1 Introduction
There are about 16.7 million reservoirs larger than 0.01 ha in the
world, and this number will continue to increase (Lehner et al., 2011).
Currently, about half of the stream and river flow is regulated by
reservoirs and dams, and by 2030 this number will climb up to 90%
(Grill et al., 2015). Reservoir’s interception and regulation of river
flow will obviously weaken peak flow and increase low flow (Vorosmarty
et al., 1997). This will have a significant effect on the hydrological
process many hundred kilometers downstream of the dam (Grill et al.,
2015), as well as on the matter and energy cycle with streamflow as the
medium (Pringle, 2003). Qualitative or quantitative research on the
impact of reservoir construction on global or regional hydrological
process and ecological environment is of profound significance.

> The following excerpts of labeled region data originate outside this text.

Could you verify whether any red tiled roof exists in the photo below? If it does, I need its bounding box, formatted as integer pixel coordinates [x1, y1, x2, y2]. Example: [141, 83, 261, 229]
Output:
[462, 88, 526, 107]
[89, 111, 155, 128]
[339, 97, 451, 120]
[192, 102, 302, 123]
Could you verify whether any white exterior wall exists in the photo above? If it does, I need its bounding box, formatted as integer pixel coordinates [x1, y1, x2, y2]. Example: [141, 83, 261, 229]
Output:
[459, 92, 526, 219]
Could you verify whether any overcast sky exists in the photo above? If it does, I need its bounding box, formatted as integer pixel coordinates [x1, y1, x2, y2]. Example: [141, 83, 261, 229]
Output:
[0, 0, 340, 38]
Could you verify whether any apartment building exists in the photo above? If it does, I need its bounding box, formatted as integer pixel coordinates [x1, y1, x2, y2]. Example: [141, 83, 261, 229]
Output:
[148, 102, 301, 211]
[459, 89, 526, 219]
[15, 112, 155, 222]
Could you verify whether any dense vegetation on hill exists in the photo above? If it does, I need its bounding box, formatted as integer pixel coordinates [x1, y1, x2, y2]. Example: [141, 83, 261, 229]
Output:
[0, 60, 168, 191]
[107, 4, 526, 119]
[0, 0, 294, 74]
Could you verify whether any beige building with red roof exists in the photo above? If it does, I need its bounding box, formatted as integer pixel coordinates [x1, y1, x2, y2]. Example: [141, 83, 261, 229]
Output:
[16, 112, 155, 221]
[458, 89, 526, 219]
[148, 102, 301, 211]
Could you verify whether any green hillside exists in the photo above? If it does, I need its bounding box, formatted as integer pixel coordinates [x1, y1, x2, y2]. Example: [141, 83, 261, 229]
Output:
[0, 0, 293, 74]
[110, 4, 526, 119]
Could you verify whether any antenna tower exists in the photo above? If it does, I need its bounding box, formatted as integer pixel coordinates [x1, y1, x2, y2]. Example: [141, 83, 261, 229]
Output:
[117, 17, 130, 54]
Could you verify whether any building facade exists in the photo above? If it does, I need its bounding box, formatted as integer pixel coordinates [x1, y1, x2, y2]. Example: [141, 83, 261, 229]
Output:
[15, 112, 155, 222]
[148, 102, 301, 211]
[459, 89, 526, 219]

There are many researches about the impact of reservoir on the
hydrologic alteration and matter cycle: Grill et al. (2015) assessed the
patterns and trends in river fragmentation and flow regulation by global
dams at multiple scales; Hecht, Lacombe, Arias, Dang, and Piman (2019)
reviewed the hydrological impacts of the hydropower dams of Mekong River
basin; Taylor Maavara, Dürr, and Van Cappellen (2014) studied the
worldwide retention of nutrient silicon by river damming; T. Maavara et
al. (2015) studied the global phosphorus retention by river damming; Van
Cappellen and Maavara (2016) studied the global scale modifications of
riverine nutrient fluxes by damming; Meanwhile, many researchers have
also studied the impact of reservoirs on downstream hydrological drought
(Rangecroft, Van Loon, Maureira, Verbist, & Hannah, 2019; Tijdeman,
Hannaford, & Stahl, 2018; Anne F. Van Loon et al., 2019; Wanders &
Wada, 2015). In addition, reservoir’s regulation of streamflow can also
influence the downstream baseflow recession characteristics. However, we
have not found some quantitative global or case studies, this study may
be the first attempt.
The shape of baseflow recession curve is an important feature of a
basin. Baseflow recession analysis can be understood as a statistical
analysis and description of the recession curve for a specific basin
(Stoelzle, Stahl, & Weiler, 2013; Thomas, Vogel, & Famiglietti, 2015).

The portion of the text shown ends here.